There is no question this week but this case serves as a classic example of way an ostrich approach to Tribunal defences is not a good strategy.
Ms Grunwell, the Claimant, bought claims for unpaid holiday and maternity discrimination against Chelmsford Unisex Hair Salon, the Respondent. Her claim alleged she was dismissed by the Respondent as they did not wish to pay her maternity pay.
As it was a discrimination claim, the claim was listed for a preliminary hearing. The Respondent did not file an ET3 and, as per Office Equipment v Hughes, the preliminary hearing was converted to a remedy hearing that each party was invited to attend.
The Respondent did not attend that remedy hearing and the Claimant was awarded over £18,000.00 in holiday pay and injury to feeling.

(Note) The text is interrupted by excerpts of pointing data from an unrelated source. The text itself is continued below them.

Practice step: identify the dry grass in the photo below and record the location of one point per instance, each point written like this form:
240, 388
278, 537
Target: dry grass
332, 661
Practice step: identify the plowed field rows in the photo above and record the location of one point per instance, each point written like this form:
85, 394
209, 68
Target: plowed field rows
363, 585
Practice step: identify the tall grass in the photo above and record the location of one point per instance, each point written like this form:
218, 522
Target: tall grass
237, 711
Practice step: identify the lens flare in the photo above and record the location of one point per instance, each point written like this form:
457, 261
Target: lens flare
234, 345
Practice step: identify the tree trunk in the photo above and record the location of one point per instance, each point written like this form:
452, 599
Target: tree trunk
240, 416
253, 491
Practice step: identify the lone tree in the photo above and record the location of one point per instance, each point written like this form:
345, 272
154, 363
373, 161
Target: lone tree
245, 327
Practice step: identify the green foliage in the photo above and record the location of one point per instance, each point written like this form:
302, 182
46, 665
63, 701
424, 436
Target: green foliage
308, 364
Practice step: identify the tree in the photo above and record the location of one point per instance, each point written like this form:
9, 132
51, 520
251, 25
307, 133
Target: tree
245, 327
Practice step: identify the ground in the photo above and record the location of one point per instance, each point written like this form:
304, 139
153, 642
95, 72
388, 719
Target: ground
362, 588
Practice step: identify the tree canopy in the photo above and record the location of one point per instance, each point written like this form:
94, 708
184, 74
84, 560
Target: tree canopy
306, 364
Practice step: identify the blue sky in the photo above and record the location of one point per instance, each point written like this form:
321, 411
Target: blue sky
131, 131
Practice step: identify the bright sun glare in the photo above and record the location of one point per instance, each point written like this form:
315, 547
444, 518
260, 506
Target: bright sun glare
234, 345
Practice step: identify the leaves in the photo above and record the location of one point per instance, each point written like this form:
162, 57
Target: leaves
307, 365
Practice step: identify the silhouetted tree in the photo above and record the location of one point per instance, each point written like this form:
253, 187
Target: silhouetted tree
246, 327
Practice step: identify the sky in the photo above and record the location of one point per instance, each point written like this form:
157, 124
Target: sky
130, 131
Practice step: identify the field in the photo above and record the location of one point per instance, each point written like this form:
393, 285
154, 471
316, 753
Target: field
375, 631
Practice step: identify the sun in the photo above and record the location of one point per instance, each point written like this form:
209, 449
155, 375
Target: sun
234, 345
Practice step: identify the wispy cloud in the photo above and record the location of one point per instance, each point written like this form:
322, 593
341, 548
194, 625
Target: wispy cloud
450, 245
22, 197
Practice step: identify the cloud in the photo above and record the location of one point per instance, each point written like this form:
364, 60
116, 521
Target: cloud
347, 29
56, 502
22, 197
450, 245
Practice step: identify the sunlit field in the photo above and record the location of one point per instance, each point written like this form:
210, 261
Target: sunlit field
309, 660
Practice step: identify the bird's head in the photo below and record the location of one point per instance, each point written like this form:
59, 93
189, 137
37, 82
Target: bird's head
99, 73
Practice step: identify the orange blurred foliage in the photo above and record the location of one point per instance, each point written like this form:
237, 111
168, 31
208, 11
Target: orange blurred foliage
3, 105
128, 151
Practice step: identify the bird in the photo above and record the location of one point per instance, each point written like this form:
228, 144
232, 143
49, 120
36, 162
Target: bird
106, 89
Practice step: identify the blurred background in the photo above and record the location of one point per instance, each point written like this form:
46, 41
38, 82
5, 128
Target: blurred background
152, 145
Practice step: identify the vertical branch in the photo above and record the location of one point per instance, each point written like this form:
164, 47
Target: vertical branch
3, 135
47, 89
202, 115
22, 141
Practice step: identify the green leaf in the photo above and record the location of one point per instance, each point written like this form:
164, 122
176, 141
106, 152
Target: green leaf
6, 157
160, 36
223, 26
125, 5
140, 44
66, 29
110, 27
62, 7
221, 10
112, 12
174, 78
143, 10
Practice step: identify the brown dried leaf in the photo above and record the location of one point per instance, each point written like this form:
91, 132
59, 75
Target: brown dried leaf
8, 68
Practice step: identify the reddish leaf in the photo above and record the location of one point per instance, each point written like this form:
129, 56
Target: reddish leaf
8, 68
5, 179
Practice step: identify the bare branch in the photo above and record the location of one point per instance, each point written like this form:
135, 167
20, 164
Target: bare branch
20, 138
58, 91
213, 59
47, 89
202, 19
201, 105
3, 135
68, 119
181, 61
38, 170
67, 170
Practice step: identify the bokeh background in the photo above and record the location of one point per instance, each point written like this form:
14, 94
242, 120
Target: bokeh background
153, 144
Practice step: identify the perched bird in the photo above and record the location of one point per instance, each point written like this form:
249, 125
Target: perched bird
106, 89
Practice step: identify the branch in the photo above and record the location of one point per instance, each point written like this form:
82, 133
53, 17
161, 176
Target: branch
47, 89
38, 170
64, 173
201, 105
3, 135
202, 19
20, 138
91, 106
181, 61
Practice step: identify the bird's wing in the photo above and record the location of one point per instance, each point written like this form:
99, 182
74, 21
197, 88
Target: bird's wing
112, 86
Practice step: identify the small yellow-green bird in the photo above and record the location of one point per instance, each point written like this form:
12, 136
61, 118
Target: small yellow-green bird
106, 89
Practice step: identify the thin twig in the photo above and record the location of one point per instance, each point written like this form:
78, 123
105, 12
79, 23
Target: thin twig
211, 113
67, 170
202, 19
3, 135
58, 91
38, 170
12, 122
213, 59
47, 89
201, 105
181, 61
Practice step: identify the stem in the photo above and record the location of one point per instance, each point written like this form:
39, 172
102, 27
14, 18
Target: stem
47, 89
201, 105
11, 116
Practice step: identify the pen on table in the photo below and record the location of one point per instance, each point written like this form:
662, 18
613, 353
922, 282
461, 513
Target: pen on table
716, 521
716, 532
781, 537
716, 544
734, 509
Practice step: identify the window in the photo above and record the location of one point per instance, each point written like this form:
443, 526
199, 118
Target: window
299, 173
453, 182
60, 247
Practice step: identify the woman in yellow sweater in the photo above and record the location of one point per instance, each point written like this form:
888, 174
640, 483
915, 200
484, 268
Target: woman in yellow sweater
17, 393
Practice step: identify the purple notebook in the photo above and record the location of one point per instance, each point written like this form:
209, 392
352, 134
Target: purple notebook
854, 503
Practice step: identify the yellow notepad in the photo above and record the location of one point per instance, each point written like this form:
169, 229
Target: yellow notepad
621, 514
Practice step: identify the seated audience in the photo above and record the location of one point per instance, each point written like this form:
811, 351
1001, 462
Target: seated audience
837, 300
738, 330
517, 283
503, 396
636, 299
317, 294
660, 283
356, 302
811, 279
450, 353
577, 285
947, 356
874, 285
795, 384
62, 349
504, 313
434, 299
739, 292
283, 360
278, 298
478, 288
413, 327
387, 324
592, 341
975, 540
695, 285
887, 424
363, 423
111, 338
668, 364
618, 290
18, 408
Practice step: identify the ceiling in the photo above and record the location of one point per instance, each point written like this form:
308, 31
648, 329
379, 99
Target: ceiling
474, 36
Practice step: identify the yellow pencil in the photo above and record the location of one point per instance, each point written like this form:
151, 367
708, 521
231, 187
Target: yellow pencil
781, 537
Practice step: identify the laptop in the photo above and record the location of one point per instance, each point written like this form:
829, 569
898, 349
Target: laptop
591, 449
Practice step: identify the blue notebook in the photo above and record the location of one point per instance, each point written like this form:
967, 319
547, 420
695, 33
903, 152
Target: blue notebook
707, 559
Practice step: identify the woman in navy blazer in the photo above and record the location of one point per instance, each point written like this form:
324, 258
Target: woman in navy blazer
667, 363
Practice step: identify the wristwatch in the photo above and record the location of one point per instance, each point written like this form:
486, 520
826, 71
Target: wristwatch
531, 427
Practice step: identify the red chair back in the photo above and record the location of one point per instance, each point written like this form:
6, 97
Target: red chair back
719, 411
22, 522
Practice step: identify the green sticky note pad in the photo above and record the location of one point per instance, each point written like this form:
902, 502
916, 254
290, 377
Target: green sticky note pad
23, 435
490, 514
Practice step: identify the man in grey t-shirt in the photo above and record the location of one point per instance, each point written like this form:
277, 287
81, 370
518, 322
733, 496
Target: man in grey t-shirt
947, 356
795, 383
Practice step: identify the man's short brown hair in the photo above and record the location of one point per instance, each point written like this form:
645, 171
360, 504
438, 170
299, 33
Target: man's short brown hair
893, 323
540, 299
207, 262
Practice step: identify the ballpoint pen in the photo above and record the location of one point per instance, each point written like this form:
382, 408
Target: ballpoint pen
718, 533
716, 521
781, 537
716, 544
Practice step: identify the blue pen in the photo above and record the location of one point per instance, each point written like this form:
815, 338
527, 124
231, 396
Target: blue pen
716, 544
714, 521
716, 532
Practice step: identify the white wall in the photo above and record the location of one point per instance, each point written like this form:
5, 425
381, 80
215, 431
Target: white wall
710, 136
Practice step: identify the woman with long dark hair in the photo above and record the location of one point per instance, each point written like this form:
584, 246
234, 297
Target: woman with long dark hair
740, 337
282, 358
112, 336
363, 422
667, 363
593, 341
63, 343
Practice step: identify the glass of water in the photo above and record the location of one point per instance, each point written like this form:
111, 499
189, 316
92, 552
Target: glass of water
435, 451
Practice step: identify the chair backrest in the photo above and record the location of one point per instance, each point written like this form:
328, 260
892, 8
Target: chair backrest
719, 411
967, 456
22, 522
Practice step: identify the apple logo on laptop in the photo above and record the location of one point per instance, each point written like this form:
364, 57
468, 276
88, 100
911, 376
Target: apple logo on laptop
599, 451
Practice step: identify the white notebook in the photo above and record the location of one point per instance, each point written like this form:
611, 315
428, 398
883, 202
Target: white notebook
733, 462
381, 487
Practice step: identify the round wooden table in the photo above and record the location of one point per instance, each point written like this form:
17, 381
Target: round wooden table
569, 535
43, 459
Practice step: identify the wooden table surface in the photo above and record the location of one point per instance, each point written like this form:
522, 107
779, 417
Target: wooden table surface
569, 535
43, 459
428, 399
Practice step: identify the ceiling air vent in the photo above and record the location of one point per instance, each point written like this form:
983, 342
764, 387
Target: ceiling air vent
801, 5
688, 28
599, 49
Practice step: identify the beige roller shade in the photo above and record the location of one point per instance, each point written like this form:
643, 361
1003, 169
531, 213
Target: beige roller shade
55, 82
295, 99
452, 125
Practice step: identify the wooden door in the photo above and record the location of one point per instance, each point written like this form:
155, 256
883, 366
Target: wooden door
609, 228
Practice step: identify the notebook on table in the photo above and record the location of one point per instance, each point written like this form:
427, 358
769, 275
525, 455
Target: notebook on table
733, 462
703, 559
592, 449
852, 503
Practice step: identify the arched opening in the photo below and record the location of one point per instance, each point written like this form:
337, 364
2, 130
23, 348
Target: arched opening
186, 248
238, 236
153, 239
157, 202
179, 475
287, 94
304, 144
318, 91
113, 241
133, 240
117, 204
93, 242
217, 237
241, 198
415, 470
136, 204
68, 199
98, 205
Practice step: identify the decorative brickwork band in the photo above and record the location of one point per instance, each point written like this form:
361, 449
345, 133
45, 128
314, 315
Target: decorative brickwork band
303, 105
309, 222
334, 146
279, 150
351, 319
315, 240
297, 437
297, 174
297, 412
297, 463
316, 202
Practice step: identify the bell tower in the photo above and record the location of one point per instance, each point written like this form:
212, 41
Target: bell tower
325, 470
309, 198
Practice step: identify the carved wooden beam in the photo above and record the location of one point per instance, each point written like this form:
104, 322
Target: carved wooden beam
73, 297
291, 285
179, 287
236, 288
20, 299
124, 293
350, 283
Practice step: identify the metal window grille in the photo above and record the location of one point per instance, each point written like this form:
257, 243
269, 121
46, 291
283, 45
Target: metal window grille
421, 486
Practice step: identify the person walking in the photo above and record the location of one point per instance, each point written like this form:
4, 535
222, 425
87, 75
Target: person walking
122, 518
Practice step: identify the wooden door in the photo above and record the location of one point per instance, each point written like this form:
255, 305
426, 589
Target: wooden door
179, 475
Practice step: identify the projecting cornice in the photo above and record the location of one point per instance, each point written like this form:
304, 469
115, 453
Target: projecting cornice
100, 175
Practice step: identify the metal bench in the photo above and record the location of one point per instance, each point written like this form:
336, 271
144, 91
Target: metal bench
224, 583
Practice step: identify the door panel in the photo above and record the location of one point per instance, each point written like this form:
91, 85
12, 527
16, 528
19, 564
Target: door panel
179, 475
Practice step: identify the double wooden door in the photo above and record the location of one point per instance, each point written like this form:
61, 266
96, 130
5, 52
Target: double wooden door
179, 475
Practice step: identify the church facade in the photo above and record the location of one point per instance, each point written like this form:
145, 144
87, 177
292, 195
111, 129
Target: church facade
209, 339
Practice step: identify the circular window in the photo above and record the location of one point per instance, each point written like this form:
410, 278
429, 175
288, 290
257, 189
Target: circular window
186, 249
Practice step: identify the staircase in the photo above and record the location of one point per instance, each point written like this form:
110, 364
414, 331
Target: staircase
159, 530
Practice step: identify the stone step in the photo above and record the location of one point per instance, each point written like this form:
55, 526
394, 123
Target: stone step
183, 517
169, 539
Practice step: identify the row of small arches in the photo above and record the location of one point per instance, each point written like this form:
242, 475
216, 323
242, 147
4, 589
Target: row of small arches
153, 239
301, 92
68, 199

As is often the case with default judgments, the Respondent took its head out the sand once the remedy judgment was sent out.
The Respondent appealed the remedy and requested a stay to allow for a reconsideration hearing on the original default liability judgment. The Respondent argued it had not received the original claim (despite it being sent to the same address as the judgment).
However, no reconsideration application was ever made and no prospective defence presented. The appeal commenced and the EAT dismissed the appeal. It held that there had been no error of law as the Respondent was invited to the remedy hearing. It also held that as no steps had been taken to defend the claim the ET was right to proceed to awarding the Claimant’s remedy.
The takeaway point:
This case highlights how important it is for employers to be proactive when dealing with claims. I didn’t receive the claim is one of the oldest excuses in the book when it comes to reconsideration hearings and seldom succeeds as it is usually clear the employer has received the remedy judgment!
The Office Equipment case means employers can contest remedy even if they do not present a defence. However, it does not mean they will be given carte blanche to bury their head’s in the sand and ignore claims.